New Source to Target experience

info

The new Source to Target experience is currently available only in private preview.

The "Source to Target Rivers" feature in Data Integration simplifies building robust data pipelines. It lets you extract data from a designated source and load it into a target system. This automation facilitates the detection of incoming data structures, and Data Integration generates the corresponding target tables and columns for data storage without manual intervention.

You can connect MySQL/PostgreSQL/Oracle to Snowflake/BigQuery using Data Integration Source to Target Rivers feature. It includes step-by-step instructions for setting up and configuring the source and target, letting you establish seamless data flows between their chosen platforms.

Before you begin

Navigate to the Create River section and select Source to Target River from the available options.

Step 1: set up the data source

In the Source step, you can select the data source from which you ingest data. You can customize the ingestion process using parameters.

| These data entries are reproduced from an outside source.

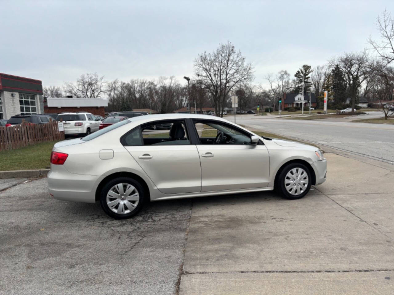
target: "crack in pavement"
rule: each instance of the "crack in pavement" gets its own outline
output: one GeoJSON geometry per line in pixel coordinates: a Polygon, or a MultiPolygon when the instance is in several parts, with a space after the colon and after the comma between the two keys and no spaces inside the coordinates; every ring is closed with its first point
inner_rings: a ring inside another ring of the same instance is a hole
{"type": "Polygon", "coordinates": [[[226,273],[370,273],[394,271],[394,269],[352,269],[344,270],[306,270],[306,271],[184,271],[182,275],[206,275],[226,273]]]}
{"type": "Polygon", "coordinates": [[[179,266],[179,273],[178,274],[178,280],[175,285],[175,295],[179,295],[179,290],[180,287],[180,280],[182,277],[182,275],[184,274],[185,271],[183,269],[183,264],[185,261],[185,254],[186,253],[186,247],[188,245],[188,239],[189,238],[189,229],[190,226],[190,221],[191,220],[191,213],[193,208],[193,200],[191,199],[190,203],[190,216],[189,217],[189,221],[188,222],[188,226],[186,229],[186,232],[185,234],[186,238],[186,241],[185,243],[185,248],[183,250],[183,255],[182,257],[182,263],[179,266]]]}
{"type": "Polygon", "coordinates": [[[374,230],[377,230],[377,231],[378,231],[379,232],[380,232],[381,234],[383,234],[383,236],[384,236],[386,238],[387,238],[390,239],[390,240],[392,240],[391,237],[389,236],[388,236],[386,234],[385,234],[384,232],[383,232],[382,231],[381,231],[381,230],[379,230],[378,229],[377,229],[374,226],[374,225],[373,225],[371,224],[369,222],[368,222],[368,221],[366,221],[366,220],[364,220],[360,216],[358,216],[357,215],[356,215],[353,212],[352,212],[351,211],[350,211],[350,210],[349,210],[349,209],[348,209],[347,208],[345,208],[345,207],[344,207],[343,206],[342,206],[342,205],[341,205],[339,203],[338,203],[335,200],[334,200],[334,199],[332,199],[332,198],[330,197],[328,195],[326,195],[325,194],[324,194],[324,193],[323,193],[323,192],[322,192],[321,190],[320,190],[316,188],[316,186],[314,186],[314,187],[315,189],[317,191],[318,191],[318,192],[320,192],[322,193],[322,194],[323,194],[323,195],[325,196],[325,197],[327,197],[328,199],[329,199],[330,200],[331,200],[332,201],[333,201],[333,202],[334,203],[335,203],[335,204],[336,204],[337,205],[338,205],[338,206],[339,206],[341,208],[342,208],[343,209],[344,209],[345,210],[346,210],[347,211],[348,211],[349,213],[350,213],[350,214],[351,214],[352,215],[353,215],[355,217],[356,217],[357,218],[358,218],[360,220],[360,221],[362,221],[362,222],[365,222],[367,224],[368,224],[368,225],[369,225],[370,227],[372,227],[374,230]]]}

Data Integration provides a comprehensive list of supported connectors, letting you choose the appropriate source for your data needs.

Creating a connection

After selecting MySQL, PostgreSQL, or Oracle, you must choose a connector or create a connection. If a connection already exists in the Connections tab, it appears in the drop-down menu. To create a new one, select Add new connection.

note

Test the connection to ensure it is valid before running the River.

Step 2: select data target

In the Target tab, select the Snowflake destination where the source data is loaded. Ensure that the appropriate Snowflake instance matches the data integration requirements. This step configures the destination for the data Flow, ensuring that the source data is directed to the correct Snowflake environment for further processing or analysis.

Creating a target connection

Select an existing Target connection or create a new one. If the Target is a cloud data warehouse, you must specify the database, schema, and target table where the data is loaded.

Data loading settings

Define a database, schema, and target table, where data from your selected source lands. Data Integration automatically detects the available databases and schemas for you to choose from.

note

In "Snowflake" and "BigQuery", the connection form includes a Default Pre-Populated Values option. You can specify the values you want to work with, and the connection automatically remembers and uses these as the default.

Advanced settings

Data Integration provides a variety of advanced settings specific to Snowflake, letting you manage and customize data handling with precision.

Truncate Columns:
Truncates any VARCHAR values that exceed the defined column length. This prevents data overflow and ensures consistency with the column definition.
Replace Invalid UTF-8 Characters:
Automatically replaces invalid UTF-8 characters with the Unicode replacement character. This ensures that invalid or corrupted characters do not interfere with data processing.
- Replace invalid UTF-8 characters:
  Replaces invalid UTF-8 characters with the Unicode replacement character. This option prevents corrupted characters from disrupting data processing.
Add Data Integration metadata:
When Data Integration metadata is turned on, additional metadata columns are added to the target table in Snowflake.

These include:

River_last_update: Tracks the timestamp of the most recent update.
River_river_id: Identifies the specific River used for the data load.
River_run_id: Stores the unique ID of each run of the River.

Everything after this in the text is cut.